[Year 12 SofDev] Pseudocode standards

Russo, Frank R Russo.Frank.R at edumail.vic.gov.au
Wed May 18 15:50:16 EST 2011


Love the Nasty Spiderman reference too funny...I will use that one with my year 11's unit 2 with your permission of course Andrew ?

Frank

[cid:image001.jpg at 01CC1573.47C5F600]
Frank Russo
Leading Teacher - Timetabling & Daily Organiser
Monterey Secondary College
Frankston North, 3200
Phone: 9781-7700

________________________________
From: sofdev-bounces at edulists.com.au [mailto:sofdev-bounces at edulists.com.au] On Behalf Of Andrew Shortell
Sent: Wednesday, 18 May 2011 3:06 PM
To: Year 12 Software Development Teachers' Mailing List
Subject: Re: [Year 12 SofDev] Pseudocode standards

Hi Mark

Before we get too carried away with producing a complex definitive set of constructs I would like you (and everyone else too) to carefully read the examiners' reports since 1991 about the question(s) involving writing pseudo code or reading pseudo code and flowcharts and Nasty spiderman diagrams and match them up to the questions themselves.

Then consider carefully the level at which these questions have had to be pitched to elicit a reasonable spread of results. (an average of 50% of the available marks is nice )

One needs to carefully consider the purpose of VCE

CATs/SACs/projects are very different to exams

My 5c worth (given that the face value is nearly less than the metal in it!)

Andrew
--
Andrew Shortell

mailto:shortell at get2me.net
Heidelberg Teaching Unit
Ph 9470 3403
Fax  9470 3215



On 18/05/11 11:16 AM, "Mark KELLY" <kel at mckinnonsc.vic.edu.au> wrote:
Hi Claudia and all

Is there any news on what pseudocode we can expect to be "standard" in SD exams?  Until recently there wasn't even a FOR structure in pseudocode, but it's there now (Q4 in the sample questions) - a good move.
What other structures and syntaxes does VCAA consider appropriate?

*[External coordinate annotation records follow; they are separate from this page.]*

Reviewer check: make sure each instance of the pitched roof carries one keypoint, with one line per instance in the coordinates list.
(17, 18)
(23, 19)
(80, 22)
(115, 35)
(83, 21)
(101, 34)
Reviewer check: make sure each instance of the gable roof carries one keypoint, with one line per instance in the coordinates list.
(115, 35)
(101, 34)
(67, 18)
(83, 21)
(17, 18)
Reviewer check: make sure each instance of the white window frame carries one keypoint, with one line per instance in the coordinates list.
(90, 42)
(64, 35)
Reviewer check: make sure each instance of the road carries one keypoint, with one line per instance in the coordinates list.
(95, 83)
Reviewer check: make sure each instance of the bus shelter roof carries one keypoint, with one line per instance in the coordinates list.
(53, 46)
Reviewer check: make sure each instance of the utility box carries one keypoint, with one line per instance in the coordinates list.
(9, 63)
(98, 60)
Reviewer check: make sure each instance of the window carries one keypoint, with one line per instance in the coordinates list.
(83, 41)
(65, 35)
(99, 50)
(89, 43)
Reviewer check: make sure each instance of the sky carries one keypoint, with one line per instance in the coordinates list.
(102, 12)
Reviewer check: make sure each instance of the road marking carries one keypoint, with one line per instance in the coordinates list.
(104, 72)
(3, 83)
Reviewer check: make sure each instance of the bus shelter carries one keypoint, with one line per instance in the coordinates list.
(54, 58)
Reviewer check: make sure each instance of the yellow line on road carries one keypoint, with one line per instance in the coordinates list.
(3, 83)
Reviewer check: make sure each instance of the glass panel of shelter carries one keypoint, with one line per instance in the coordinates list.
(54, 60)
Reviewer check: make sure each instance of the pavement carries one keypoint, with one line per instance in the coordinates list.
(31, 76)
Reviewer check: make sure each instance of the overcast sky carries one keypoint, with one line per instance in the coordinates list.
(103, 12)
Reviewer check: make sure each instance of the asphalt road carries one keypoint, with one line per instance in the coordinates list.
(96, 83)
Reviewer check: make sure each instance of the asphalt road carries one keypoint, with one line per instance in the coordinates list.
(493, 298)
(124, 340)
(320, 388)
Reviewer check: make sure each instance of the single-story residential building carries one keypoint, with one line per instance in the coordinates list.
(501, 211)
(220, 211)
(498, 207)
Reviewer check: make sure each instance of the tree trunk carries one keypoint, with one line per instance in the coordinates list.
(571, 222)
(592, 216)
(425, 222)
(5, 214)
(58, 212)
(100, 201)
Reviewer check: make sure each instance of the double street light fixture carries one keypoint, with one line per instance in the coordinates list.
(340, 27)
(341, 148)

Just as the lack of complex structures in flowcharts result in primitive and bulky representations of design, a pseudocode lacking important programming primitives must hamstring the potential of pseudocode-based questions.
I suggest we need some more powerful data and control structures in our pseudocode that better reflect the standards seen in all modern languages.
The exact naming is neither here nor there as long as they're intelligible to everyone...

= for assignment.  Why do we persist with  <- when it's not used in any language and is so hard to typeset for printing??

IF-ELSEIF-ELSE-ENDIF (including AND/OR as logical operators)

The three basic loops...
FOR-NEXT
DO-WHILE
LOOP-UNTIL (or REPEAT-UNTIL like last year's exam had)

I'd like pseudocode to be able to declare variables and arrays.  It's a vital programming concept...
DECLARE var AS type
DECLARE array(a,b) AS type

Add some decent I/O operators...
INPUT (from keyboard) and READ (from a file)
DISPLAY (onscreen), WRITE (to file) and PRINT (to paper)
OPEN - CLOSE text file
MESSAGEBOX  - hell, our language has to be GUI but there's no GUI support in the pseudocode.

One major omission in current pseudocode is the concept of modularity: I've never seen a subprogram or function call.
We could really improve the power and reality of algorithms by allowing modularity with
CALL subprogram(parameters)
SUBPROGRAM(parameters)-END SUBPROGRAM
FUNCTION(parameters)-END FUNCTION (with RETURN value)

And if the examiners want to introduce new functions all they have to do is explain them before using them. It's not too hard.

Have I left out any important programming concepts you think we could use in pseudocode?